Considerations for Migrating from EWS in this scenario
Where you would be using a SearchFilter in EWS (or a Restriction) which might look something like$SfSearchFilter = new-object Microsoft.Exchange.WebServices.Data.SearchFilter+IsEqualTo([Microsoft.Exchange.WebServices.Data.ContactSchema]::EmailAddress1,$emEmailAdddrestoFind)
$frContactResults = $ContactsFolder.FindItems($SfSearchFilter,$Iview)
You would migrate to
Get-mgusercontact -userid mailbox@domain.com -Filter "emailAddresses/any(a:a/address eq 'target@domain.com')" which is a make the following Rest request
https://graph.microsoft.com/v1.0/user/mailbox@domain.com/contacts?$filter=emailAddresses/any(a:a/address eq 'target@domain.com'
Is using a Filter/Restriction still a good approach ~(not really but its the most direct method )~ the problem is Microsoft have made a number of changes recently https://techcommunity.microsoft.com/blog/microsoft_365blog/new-improved-contacts-in-outlook-on-the-web/3639773 . The first problem this is the only documentation they produce on what and how this works eg for something like Self-updating contacts
We also ensure that users can choose what information to persist in their contacts without losing any data. Users can choose whether they wish to keep their personal edits or override their edits with the suggested update. No more stale contacts!
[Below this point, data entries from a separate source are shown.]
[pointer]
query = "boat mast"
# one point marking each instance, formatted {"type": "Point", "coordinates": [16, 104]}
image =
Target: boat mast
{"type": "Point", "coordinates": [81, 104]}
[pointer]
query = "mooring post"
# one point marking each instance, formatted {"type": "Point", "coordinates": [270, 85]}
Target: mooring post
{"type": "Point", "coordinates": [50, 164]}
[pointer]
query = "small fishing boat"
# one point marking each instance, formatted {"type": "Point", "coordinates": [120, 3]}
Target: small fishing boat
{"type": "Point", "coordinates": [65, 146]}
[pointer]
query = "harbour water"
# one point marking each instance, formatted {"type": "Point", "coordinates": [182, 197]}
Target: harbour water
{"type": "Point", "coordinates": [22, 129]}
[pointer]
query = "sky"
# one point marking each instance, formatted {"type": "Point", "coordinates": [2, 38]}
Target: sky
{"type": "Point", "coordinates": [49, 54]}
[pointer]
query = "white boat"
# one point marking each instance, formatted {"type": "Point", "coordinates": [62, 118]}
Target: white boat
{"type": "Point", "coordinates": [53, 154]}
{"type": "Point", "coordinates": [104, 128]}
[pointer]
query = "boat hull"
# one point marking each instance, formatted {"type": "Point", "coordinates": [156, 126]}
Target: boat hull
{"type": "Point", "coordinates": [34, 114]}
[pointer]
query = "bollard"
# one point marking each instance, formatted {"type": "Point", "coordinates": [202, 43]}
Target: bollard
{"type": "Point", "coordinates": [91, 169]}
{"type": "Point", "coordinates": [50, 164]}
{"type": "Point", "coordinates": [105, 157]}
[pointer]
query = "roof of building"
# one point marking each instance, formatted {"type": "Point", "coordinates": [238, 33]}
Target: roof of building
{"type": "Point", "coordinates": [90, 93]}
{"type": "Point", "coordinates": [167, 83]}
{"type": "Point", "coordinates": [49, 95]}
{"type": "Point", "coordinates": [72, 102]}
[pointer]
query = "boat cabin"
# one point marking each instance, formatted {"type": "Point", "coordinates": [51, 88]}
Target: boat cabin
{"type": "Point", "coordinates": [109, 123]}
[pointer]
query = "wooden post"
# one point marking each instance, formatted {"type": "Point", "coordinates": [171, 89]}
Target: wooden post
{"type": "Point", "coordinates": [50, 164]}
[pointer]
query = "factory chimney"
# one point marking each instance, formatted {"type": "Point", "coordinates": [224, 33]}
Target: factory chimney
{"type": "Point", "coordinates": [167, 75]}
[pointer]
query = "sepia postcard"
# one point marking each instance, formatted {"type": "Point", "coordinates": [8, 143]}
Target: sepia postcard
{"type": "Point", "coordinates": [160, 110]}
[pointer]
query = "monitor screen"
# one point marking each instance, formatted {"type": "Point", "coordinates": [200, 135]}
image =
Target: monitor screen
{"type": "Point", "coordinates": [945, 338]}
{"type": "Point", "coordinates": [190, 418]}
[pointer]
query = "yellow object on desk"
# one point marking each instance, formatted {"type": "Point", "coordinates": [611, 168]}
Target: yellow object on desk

So the Outlook UI can do that which is great but the very process talked about above is one that is more suited to an Application doing so (especially in the Generative AI era) at the moment they have failed to provide documentation or an API method to do that (and that post is from Sep 29, 2022). There is also no mention of the substrate process that synchronizes things and what if anything developers should be aware of when conflicts happen. In Part 2 I’ll look at that Search API in the Graph which covers things like migrating from ResolveName and Gal access in EWS and it’s more a better destination for searching for contacts but it also has a number of limitations.
My Applications Contacts are in a Public Folder
Using a Public folder to share contacts among a group of users was a simple and straight forward solution and when everyone mainly used Outlook classic it worked pretty well (You could even do a mod to use it in OWA in 2007). But as Public folders have been in a fairly long legacy cycle and new Outlook clients have become more the norm there a number reasons to stop using use Public Folders and move to a better solution. The Graph API doesn’t currently have the ability to access Public Folders so if you have Contacts in a Public folder and you can’t move them to something like a Shared Mailbox or Office365 Group or some other accessible location you are in a bit of a quandary if you need to Migrate away from using EWS (which given its upcoming depreciation is a bit of a must) . Its not an easy situation to be in and in most cases its not really a technical reason. One potentially solution is to do a gateway service where you essentially kick the problem from one app to another and in that gateway service you implement Public Folder access using Mapi, of if you have a client application you can’t change that is using EWS (eg developer went out of business etc) you could proxy the EWS request to the Graph requestsIf you are a third party developer that has used Public Folders apart from the user retraining aspect your not doing your users much benefit from sticking with this approach as moving to a solution where the contacts your creating would be accessible in the People hub/apps would open your contacts being accessible from many more clients (eg Outlook Mobile, OWA etc) including Teams (where as sticking with Public Folders is just heading your application to a situation where it will stop working at a point in the future).